SUL PROBLEMA FANGHI, ECOTRASS E MANCATO RICORSO

Mortara, 11 novembre 2017

SUL PROBLEMA FANGHI, ECOTRASS E MANCATO RICORSO
L’ipocrisia dell’Amministrazione Comunale di Mortara riguardo al gravissimo problema dei fanghi è stato dimostrato ancora una volta da alcuni fatti:

1) NEL CONSIGLIO COMUNALE DI MORTARA DI MARTEDI’ 7 NOVEMBRE la maggioranza leghista più un consigliere della loro lista collaterale, dopo vari maldestri tentativi di rinviarla o di stravolgerla, hanno bocciato la mozione di Giuseppe Abbà (Consigliere Comunale del nostro partito) che chiedeva alla Regione Lombardia di annullare la sua recente decisione di portare i limiti degli idrocarburi nei fanghi a 10.000 milligrammi per chilo: tale limite abnorme è destinato a pesare gravemente sulla situazione della nostra zona, sui cui terreni viene sparso UN QUARTO DEI FANGHI PRODOTTI IN ITALIA.

2) Diverse decine di comuni della provincia di Pavia hanno deciso di ricorrere al TAR contro la grave delibera regionale sugli idrocarburi nei fanghi. Il Comune di Mortara NON HA ADERITO a questa iniziativa, evidentemente per “non disturbare il manovratore MARONI”.

3) Quando, nell’agosto di quest’anno, la Conferenza dei servizi dell’Area Vasta (provincia di Pavia) ha autorizzato l’ECOTRASS ad installarsi a Mortara nell’area CIPAL, il Sindaco dichiarava che avrebbe fatto ricorso al TAR. A tutt’oggi non c’è alcuna traccia di ricorso al TAR da parte del Comune contro la fabbrica dei fanghi.

4) L’Amministrazione Comunale di Mortara continua ad annunciare che imporrà una distanza di 500 metri dalle abitazioni per lo spandimento dei fanghi nel(Pianonregolatore). Naturalmente il PGT è di là da venire (recentemente l’Amministrazione Comunale ha fatto votare la proroga di un anno).

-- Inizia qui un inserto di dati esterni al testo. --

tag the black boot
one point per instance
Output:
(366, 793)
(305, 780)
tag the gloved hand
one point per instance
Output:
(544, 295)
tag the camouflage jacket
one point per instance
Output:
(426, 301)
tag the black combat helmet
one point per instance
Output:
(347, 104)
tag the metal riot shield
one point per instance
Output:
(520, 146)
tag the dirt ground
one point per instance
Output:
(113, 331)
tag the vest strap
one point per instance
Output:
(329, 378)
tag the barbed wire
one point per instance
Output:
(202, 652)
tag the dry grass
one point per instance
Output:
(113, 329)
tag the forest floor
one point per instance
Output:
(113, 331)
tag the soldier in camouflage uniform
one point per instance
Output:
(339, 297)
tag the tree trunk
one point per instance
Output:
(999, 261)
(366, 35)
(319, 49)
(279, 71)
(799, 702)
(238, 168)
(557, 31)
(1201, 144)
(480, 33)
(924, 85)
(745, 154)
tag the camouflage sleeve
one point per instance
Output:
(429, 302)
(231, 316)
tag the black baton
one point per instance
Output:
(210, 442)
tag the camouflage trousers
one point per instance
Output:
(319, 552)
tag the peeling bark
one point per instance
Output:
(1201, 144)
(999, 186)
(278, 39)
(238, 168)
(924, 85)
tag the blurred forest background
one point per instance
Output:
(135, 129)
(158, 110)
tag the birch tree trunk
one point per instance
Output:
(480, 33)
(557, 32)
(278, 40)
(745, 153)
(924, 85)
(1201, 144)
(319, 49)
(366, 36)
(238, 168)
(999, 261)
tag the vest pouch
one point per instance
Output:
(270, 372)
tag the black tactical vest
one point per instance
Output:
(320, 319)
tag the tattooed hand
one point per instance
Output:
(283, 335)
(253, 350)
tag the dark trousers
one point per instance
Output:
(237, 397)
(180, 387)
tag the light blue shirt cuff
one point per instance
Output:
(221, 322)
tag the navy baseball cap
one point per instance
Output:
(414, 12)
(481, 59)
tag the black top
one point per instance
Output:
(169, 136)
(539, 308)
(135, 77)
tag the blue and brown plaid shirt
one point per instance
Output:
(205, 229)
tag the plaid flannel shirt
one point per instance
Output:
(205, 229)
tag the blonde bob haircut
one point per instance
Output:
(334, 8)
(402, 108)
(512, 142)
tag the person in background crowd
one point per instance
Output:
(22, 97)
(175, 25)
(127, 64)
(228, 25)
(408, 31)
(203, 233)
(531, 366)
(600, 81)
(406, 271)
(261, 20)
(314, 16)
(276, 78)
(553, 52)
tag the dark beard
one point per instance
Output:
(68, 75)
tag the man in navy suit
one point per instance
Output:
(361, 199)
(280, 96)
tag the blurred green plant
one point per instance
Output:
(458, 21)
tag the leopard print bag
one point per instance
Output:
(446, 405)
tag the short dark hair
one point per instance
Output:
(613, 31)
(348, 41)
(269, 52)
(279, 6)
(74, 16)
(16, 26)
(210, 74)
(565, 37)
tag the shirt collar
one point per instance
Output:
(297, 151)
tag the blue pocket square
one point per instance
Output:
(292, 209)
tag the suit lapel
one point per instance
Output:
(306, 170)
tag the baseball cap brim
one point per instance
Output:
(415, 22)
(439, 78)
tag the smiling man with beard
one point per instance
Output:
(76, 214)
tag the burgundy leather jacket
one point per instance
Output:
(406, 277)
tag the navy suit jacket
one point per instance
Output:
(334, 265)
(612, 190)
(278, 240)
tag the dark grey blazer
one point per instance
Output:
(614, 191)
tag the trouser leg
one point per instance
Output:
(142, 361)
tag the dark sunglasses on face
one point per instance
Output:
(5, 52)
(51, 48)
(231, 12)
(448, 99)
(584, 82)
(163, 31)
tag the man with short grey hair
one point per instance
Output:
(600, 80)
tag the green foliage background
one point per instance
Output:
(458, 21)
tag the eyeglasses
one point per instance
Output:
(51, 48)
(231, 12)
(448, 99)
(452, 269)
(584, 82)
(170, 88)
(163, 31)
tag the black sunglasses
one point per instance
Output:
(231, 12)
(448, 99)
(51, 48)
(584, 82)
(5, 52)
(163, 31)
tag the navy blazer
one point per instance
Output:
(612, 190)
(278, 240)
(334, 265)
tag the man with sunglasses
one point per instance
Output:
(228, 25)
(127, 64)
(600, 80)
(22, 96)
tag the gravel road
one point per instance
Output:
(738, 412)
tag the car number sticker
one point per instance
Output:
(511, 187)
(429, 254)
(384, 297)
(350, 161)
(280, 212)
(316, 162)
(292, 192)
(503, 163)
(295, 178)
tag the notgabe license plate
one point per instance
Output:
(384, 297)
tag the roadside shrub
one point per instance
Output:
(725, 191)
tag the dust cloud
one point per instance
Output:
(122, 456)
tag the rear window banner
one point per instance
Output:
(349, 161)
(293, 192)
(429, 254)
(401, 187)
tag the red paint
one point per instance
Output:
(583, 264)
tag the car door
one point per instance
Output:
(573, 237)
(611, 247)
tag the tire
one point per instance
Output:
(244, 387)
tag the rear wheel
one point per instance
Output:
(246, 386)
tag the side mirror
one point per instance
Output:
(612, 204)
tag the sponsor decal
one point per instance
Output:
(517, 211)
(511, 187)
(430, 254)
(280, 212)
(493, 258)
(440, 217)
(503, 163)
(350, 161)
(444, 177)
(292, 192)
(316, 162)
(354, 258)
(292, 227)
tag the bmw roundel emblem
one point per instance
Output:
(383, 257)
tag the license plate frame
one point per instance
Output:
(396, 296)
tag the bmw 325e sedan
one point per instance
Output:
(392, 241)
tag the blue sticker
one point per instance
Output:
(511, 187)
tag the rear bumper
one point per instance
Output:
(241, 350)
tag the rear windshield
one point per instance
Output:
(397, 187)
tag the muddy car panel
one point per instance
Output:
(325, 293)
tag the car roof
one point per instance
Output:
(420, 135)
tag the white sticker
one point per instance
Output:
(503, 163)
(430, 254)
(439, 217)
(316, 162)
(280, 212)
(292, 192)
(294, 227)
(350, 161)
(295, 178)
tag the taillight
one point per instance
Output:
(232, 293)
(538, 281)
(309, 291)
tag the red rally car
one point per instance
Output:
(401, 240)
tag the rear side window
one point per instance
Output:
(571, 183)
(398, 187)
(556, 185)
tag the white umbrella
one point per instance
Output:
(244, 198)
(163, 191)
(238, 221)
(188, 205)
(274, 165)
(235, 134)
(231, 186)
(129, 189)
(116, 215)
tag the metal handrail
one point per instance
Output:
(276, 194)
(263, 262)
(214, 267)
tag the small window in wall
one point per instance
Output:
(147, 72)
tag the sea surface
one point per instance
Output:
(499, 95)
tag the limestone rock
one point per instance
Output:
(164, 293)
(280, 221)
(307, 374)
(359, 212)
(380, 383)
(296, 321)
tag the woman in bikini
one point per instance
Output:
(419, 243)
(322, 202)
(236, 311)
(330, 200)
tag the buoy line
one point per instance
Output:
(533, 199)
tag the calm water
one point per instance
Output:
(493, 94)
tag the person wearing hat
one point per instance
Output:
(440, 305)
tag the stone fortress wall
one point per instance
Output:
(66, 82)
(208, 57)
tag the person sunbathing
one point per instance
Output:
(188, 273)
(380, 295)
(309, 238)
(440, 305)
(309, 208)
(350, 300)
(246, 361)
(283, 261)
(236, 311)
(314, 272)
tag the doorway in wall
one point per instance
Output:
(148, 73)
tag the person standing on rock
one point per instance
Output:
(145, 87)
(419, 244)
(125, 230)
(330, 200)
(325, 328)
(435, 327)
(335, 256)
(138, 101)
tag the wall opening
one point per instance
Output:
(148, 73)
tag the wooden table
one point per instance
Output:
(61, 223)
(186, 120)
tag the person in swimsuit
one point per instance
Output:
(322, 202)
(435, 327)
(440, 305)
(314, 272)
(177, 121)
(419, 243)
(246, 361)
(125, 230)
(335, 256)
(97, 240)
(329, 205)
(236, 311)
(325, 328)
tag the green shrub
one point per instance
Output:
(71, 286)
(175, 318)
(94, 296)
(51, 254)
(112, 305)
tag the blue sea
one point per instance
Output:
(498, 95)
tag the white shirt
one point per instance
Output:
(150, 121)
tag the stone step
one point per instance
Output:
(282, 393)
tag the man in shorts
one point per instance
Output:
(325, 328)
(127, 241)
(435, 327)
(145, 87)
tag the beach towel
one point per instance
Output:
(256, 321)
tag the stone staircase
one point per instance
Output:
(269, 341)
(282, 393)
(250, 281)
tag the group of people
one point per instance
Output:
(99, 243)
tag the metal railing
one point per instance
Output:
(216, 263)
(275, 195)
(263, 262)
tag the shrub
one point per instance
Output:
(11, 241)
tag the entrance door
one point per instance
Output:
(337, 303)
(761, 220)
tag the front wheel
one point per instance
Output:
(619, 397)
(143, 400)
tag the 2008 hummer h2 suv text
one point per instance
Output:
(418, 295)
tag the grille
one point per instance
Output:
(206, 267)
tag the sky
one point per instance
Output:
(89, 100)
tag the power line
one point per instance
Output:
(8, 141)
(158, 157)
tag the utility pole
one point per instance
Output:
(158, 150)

Sarebbe bastata una semplice ordinanza, che altri comuni hanno emesso, per aumentare le distanze dalle abitazioni. Inoltre, per bloccare l’ECOTRASS si poteva già da gran tempo mettere una norma nel Piano di Governo del Territorio che prevedesse espressamente:” SUL TERRITORIO COMUNALE NON SONO POSSIBILI INSEDIAMENTI DI TRATTAMENTO FANGHI O RIFIUTI”.

Abbiamo sempre chiesto questa norma, ma la Giunta comunale si è sempre rifiutata di accettarla, non rispondendo neanche alle sollecitazioni in questo senso.

Tutto ciò accade in un territorio colpito da vari fattori inquinanti, dai fanghi agli incendi. Ricordiamo che sulla ditta Bertè, giocando allo scaricabarile, il Comune non ha controllato nulla; eppure LA PRIMA AUTORITA’ SANITARIA DEL COMUNE è proprio IL SINDACO.
Non c’era bisogno di sofisticati strumenti, bastava osservare ad occhio nudo l’abnorme accumulo dei rifiuti.
Mobilitiamoci per dire basta a tutto ciò.